地面がぬかるんだのではなく、私の脚が笑ってしまって言うことをきかないのです。まるで私の意志とは別に、身体がこの先に進むことを拒否しているかのようでした。
「流石に見ていられないわね」
ルチアは思いつめたような声でそう言うと、私の目の前に立ち、私の胴体に手を回すようにして抱きしめました。
「えっ、ちょっと」
「口を閉じていて。最初は少し刺激が強いかもしれないから」
ルチアの身体がわずかに震えたかと思うと、彼女のケープの背中の部分がひらりとはだけ、背中の白い肌があらわになります。
そこから、柔らかい光とともに、白い大きな翼が広がり出てきました。
「人を連れて飛ぶのは初めてだから、しっかり掴まっていて」
そして翼が一度二度、たおやかに羽ばたくと、ルチアの身体は重力を失ったかのように、空中へと浮いて行くのでした。

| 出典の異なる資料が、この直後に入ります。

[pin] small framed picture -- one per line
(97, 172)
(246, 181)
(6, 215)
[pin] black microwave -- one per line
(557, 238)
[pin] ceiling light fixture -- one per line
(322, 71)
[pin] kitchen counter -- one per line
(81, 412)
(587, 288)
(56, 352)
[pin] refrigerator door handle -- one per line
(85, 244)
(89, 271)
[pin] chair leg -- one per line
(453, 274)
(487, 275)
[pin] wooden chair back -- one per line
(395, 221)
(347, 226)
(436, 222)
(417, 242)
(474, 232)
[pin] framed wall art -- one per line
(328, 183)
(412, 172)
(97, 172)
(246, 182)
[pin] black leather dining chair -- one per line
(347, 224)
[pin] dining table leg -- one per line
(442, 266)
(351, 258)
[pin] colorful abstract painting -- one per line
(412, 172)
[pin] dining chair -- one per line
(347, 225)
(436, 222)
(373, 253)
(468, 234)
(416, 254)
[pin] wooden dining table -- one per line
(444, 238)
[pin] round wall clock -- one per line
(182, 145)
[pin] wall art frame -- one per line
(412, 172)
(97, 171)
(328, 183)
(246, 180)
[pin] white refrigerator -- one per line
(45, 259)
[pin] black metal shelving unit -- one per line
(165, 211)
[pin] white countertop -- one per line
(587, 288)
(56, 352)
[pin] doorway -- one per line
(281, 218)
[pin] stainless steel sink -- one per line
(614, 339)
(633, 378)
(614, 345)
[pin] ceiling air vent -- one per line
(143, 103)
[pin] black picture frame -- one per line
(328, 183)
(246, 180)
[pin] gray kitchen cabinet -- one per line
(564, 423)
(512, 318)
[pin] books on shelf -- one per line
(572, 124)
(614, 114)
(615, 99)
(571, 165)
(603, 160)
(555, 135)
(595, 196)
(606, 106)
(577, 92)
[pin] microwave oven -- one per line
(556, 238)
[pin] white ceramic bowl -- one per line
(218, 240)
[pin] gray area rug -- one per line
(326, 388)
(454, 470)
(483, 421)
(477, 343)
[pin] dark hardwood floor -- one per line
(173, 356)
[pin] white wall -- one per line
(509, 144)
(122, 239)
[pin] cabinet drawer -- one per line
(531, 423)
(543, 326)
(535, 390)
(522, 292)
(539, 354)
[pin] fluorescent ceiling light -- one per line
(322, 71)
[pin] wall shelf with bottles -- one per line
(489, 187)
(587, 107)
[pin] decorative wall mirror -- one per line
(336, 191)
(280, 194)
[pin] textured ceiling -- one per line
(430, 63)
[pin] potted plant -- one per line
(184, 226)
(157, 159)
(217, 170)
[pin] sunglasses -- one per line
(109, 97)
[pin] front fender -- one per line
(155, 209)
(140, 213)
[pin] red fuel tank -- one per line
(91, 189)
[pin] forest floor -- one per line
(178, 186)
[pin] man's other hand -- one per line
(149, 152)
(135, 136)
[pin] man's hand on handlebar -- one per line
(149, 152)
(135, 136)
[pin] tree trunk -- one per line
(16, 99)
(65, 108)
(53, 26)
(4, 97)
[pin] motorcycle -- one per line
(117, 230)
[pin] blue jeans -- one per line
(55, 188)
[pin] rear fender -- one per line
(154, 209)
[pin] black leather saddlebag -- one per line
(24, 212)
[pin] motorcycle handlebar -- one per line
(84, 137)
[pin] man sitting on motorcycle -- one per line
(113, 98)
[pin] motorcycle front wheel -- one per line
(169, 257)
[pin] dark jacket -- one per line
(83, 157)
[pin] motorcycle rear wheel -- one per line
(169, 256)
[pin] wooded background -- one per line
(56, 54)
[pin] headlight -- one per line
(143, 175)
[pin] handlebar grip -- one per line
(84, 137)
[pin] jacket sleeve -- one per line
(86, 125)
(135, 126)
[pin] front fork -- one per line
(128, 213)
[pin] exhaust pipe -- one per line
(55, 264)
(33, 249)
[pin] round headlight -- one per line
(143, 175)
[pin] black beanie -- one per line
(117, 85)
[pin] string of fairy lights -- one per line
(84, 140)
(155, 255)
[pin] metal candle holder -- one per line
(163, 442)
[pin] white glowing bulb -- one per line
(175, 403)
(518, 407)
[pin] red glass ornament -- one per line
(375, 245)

私は彼女に身体に必死にしがみつきながら、みるみる間に遠ざかっていく木々に覆われた地上を見ていました。かなり巨大に見えた遺跡も、どんどん小さくなっていき、やがて水苔の中に置かれた小石ほどの大きさになりました。
「やっぱり。結界は上空をカバーしていないんだわ。専ら地上から入ってくる相手のことを想定して造られているのね」
ルチアが何やら考察していましたが、全く頭に入ってきませんでした。
「あの、ルチア。あなたは……」
私が言葉にならない問いかけをすると、彼女は私をしっかりと抱きしめたまま答えました。